To begin with, it is helpful to rephrase the original question into one involving the median rather than the mean. The median m₁ is defined as that value which is expected to be less than half of the population and greater than the other half. In many--if not most--applications the median is a ready, practical substitute for the arithmetic mean. The median is insensitive to a data point, which, by some blunder, is near infinity. In fact, median and mean are equal when the probability function is symmetrical. For a sample of n numbers $(x_i, \ i = 1, 2, \ldots, n)$,the median m₁ may be estimated by reordering the numbers from smallest to largest and then selecting the number in the middle as the estimate of the median $\hat m_1$.Specifically, let the recordered x_i be denoted by x_i' where $x_i' \leq x_{i+1}'$.Then we have $\hat m_{1} = x_{n/2}'$.Now it turns out that without knowledge of the probability density function for the random variables x_i we will still be able to compute the probability that the true median m₁ is contained in the interval  

$$x'_{n/2 - \alpha \sqrt{n}} < m_1 < x'_{n/2 + \alpha \sqrt{n}}$$ (71)

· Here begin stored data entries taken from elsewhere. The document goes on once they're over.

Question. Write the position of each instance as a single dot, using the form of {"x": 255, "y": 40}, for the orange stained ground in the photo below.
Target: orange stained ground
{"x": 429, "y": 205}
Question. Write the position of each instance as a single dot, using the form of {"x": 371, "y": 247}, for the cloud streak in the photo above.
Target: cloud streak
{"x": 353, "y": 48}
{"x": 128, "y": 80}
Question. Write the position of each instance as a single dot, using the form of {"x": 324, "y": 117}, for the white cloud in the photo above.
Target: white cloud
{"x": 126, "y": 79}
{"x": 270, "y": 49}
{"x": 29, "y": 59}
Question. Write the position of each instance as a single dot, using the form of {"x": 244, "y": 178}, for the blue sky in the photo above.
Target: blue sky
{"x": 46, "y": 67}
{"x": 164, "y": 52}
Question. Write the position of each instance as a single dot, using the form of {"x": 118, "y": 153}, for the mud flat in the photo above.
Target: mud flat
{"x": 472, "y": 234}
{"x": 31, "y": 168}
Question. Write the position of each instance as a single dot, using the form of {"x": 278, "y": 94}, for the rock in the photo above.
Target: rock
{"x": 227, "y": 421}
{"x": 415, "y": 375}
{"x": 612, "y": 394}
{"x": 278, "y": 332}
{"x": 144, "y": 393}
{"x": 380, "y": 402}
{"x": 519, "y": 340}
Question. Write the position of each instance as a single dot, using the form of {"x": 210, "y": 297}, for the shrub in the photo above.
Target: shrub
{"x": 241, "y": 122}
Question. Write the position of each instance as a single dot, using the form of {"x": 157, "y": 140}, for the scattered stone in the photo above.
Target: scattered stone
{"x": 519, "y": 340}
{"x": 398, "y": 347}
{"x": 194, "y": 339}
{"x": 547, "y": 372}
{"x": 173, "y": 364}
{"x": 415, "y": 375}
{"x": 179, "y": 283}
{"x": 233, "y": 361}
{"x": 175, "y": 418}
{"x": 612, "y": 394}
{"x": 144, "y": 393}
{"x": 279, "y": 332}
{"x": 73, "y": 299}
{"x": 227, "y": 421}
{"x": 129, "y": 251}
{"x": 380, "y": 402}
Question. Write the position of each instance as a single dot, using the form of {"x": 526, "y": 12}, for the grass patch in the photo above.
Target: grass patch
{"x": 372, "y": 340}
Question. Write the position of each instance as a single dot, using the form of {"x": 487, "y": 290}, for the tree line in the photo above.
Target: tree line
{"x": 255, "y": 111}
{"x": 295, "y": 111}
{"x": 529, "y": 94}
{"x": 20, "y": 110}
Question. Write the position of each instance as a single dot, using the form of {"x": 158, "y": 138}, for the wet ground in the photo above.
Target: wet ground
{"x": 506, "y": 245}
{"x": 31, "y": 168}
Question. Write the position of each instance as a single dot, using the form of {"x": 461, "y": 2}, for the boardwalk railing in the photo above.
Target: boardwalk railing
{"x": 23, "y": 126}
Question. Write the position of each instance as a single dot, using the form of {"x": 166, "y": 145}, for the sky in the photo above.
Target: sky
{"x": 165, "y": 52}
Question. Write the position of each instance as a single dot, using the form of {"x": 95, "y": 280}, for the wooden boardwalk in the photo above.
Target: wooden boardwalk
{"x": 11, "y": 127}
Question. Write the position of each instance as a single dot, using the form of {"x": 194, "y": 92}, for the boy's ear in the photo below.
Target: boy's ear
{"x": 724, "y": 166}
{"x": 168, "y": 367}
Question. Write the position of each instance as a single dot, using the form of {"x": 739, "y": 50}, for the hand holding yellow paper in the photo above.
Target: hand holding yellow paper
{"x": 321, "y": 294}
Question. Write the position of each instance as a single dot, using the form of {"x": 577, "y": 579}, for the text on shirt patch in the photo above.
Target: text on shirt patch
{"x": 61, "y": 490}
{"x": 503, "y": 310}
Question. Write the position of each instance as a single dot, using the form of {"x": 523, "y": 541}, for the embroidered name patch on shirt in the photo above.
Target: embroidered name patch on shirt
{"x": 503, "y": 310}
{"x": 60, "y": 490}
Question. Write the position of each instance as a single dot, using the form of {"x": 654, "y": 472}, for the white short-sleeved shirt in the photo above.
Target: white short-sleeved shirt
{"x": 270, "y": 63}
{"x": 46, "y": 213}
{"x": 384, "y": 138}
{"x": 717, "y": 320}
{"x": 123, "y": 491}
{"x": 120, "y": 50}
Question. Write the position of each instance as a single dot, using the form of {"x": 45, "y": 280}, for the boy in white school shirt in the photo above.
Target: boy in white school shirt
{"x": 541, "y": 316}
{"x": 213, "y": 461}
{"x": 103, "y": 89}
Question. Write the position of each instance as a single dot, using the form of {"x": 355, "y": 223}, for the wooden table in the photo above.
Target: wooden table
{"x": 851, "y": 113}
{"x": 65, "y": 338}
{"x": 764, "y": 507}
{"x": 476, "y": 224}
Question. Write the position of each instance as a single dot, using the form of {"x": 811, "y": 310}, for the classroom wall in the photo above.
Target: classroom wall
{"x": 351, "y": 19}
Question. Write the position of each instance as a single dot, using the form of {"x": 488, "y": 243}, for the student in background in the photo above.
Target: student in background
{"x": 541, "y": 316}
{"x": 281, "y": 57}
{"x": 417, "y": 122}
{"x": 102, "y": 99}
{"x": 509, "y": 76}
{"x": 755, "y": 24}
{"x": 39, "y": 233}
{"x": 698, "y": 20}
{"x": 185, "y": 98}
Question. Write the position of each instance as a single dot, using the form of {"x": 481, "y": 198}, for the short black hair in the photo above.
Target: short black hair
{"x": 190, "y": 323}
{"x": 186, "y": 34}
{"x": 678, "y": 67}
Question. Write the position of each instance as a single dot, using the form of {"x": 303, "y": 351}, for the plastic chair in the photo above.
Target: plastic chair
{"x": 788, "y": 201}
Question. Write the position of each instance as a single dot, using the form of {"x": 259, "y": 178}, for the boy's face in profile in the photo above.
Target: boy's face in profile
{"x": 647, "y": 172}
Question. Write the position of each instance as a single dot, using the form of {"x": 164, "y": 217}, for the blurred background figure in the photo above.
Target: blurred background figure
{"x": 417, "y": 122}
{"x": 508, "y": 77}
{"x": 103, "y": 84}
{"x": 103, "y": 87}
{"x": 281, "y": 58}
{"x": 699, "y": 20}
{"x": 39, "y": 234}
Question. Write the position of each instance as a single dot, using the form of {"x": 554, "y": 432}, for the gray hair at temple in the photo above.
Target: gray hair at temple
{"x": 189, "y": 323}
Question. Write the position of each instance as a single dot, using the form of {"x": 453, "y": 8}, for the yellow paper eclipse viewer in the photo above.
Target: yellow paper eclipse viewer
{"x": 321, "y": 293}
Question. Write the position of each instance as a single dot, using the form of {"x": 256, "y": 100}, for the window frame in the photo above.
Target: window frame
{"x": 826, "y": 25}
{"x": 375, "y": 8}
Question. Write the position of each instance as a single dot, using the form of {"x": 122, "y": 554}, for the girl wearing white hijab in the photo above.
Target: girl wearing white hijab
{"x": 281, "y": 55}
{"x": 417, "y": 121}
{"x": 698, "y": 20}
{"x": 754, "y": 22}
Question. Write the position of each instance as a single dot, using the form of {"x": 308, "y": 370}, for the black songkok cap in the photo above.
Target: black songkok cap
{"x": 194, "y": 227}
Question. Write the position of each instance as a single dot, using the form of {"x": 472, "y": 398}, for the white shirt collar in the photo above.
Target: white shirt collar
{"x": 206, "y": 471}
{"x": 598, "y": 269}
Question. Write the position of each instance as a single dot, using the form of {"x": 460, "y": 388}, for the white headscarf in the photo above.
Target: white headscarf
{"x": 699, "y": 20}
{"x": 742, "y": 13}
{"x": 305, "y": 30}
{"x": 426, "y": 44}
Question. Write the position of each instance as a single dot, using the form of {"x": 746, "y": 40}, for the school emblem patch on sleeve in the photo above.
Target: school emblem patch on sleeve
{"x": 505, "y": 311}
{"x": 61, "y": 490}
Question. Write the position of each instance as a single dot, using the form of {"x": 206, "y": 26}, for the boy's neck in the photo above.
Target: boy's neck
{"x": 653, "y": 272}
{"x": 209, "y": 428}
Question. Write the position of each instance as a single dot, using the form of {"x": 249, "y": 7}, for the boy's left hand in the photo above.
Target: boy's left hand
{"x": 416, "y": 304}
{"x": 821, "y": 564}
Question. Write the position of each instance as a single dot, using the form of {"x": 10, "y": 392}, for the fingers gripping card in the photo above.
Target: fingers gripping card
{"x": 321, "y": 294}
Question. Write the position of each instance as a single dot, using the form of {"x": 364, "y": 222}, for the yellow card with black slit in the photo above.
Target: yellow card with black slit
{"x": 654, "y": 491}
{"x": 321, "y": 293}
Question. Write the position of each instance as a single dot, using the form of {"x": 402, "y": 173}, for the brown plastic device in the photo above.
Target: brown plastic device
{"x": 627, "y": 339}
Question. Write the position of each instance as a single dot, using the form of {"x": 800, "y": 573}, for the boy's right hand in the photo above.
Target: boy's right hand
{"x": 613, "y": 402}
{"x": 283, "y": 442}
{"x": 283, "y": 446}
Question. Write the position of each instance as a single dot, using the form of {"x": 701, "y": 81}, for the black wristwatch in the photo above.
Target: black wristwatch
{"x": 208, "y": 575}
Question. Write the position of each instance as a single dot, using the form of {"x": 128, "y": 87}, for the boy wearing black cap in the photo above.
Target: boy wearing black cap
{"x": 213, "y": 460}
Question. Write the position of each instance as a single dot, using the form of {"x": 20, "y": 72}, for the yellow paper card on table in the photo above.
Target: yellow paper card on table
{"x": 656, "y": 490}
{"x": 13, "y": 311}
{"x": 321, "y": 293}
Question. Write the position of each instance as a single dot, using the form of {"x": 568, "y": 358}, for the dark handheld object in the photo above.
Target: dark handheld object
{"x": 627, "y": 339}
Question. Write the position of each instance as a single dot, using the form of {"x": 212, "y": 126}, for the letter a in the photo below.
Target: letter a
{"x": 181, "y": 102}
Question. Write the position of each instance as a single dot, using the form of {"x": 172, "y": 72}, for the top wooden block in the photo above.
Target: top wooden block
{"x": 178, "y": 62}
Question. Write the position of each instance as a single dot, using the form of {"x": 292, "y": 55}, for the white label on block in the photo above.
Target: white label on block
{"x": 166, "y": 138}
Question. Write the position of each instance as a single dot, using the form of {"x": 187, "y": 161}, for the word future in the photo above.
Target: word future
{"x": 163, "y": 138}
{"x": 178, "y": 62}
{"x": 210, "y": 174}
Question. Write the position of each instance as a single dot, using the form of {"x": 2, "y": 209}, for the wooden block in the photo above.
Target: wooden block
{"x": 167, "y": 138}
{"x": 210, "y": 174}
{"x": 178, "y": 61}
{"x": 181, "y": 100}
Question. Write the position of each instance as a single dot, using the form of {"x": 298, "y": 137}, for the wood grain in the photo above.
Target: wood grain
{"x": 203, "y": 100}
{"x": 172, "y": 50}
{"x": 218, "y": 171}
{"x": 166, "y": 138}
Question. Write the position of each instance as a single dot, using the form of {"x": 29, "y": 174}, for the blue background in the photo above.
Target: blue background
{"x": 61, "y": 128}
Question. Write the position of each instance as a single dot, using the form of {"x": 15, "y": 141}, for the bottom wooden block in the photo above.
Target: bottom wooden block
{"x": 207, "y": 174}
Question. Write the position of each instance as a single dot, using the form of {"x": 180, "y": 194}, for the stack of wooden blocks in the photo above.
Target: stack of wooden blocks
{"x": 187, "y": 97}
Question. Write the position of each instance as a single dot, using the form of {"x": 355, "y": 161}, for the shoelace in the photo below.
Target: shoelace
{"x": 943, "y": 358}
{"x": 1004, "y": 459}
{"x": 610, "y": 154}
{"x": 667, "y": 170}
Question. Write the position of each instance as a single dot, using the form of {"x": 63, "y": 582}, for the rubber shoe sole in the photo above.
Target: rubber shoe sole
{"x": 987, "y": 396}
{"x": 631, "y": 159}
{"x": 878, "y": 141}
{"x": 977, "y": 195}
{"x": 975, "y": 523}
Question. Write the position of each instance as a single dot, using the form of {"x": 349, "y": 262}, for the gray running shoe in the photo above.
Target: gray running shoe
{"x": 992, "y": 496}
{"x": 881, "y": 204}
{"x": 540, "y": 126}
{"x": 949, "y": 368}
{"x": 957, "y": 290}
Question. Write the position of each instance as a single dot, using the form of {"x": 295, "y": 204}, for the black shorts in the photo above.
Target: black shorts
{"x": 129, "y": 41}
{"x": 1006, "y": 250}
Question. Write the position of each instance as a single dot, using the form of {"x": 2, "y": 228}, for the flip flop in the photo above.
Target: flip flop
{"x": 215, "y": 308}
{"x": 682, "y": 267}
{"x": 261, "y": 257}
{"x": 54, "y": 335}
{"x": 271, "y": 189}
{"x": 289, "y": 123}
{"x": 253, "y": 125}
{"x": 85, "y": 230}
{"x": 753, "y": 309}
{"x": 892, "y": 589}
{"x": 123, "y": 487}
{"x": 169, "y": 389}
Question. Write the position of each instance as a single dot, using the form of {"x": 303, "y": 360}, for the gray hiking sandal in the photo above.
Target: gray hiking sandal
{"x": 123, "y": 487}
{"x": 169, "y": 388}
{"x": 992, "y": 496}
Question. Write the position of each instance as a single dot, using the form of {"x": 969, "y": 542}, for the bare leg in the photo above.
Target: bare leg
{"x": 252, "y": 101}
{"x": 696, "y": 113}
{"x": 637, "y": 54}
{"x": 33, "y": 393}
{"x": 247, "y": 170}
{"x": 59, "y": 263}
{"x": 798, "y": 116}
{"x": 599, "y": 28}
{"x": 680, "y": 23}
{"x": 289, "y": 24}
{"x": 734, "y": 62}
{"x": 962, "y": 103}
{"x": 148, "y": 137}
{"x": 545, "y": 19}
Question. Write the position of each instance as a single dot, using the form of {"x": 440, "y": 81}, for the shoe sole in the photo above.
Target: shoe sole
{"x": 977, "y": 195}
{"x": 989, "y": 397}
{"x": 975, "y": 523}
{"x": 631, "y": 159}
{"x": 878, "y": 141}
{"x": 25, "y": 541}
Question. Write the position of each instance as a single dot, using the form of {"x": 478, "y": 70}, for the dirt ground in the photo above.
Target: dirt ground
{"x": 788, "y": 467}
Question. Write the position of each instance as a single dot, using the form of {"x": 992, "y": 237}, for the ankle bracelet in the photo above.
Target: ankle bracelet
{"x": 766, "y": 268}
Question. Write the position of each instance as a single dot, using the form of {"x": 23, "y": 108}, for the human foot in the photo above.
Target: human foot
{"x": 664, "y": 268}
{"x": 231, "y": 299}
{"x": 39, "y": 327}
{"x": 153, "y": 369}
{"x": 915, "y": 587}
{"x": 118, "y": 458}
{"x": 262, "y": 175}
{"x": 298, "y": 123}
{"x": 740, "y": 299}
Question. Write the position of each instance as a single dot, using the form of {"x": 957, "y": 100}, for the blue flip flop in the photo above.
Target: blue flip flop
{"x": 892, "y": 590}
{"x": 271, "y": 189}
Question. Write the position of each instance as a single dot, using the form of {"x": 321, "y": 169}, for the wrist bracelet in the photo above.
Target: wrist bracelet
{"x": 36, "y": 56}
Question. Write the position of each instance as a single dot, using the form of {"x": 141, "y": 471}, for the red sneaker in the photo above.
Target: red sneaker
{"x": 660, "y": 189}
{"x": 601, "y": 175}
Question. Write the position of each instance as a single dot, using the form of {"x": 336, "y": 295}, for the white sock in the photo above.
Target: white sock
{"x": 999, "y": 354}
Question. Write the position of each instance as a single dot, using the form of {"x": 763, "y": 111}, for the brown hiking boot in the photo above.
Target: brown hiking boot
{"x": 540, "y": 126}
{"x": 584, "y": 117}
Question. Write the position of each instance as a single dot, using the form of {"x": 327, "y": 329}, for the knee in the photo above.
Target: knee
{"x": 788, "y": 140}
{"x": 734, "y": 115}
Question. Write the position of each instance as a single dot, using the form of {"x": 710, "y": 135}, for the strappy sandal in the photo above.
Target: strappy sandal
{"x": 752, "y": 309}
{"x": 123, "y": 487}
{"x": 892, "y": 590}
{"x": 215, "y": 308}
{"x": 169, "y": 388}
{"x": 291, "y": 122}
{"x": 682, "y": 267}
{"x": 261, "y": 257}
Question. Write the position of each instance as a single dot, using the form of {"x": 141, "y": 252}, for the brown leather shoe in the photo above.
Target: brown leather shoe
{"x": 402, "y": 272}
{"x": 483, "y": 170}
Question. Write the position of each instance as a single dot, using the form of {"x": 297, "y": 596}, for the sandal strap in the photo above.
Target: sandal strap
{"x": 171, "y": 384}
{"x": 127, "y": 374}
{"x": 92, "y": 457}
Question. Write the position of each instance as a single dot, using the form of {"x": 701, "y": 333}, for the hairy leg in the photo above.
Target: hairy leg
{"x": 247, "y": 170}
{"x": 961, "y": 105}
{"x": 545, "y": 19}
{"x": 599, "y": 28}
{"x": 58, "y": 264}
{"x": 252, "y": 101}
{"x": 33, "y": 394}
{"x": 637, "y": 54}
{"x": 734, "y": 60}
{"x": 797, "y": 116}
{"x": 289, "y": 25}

For example, set $\alpha = 1$ and N = 100, the assertion is that we can now calculate the probability that the true median m₁ lies between the 40th and the 60th percentile of our data. The trick is this:  Define a new random variable  

$$y \eq {\rm step } \ (x - m_1)$$ (72)

The step function equals +1 if x > m₁ and equals if x < m₁. The new random variable y takes on only values of zero and one with equal probability; thus we know its probability function even though we may not know the probability function for the random variable x. Now define a third random variable s as

$$s \eq \sum^n_{i = 1} y_i$$

Since each y_i is zero or one, then s must be an integer between zero and n. Further more, the probability that s takes the value j is given by the coefficient of Z^j of $({1 \over 2} + Z/2)^n$. Now the probability that s lies in the interval $n/2 - \alpha \sqrt{n} < s < n/2 + \alpha \sqrt{n}$is readily determined by adding the required coefficients of Z^j, and this probability is by definition equal to the probability that the median m₁ lies in the interval (71). For $\alpha = 1$ and large n this probability works out to about 95 percent.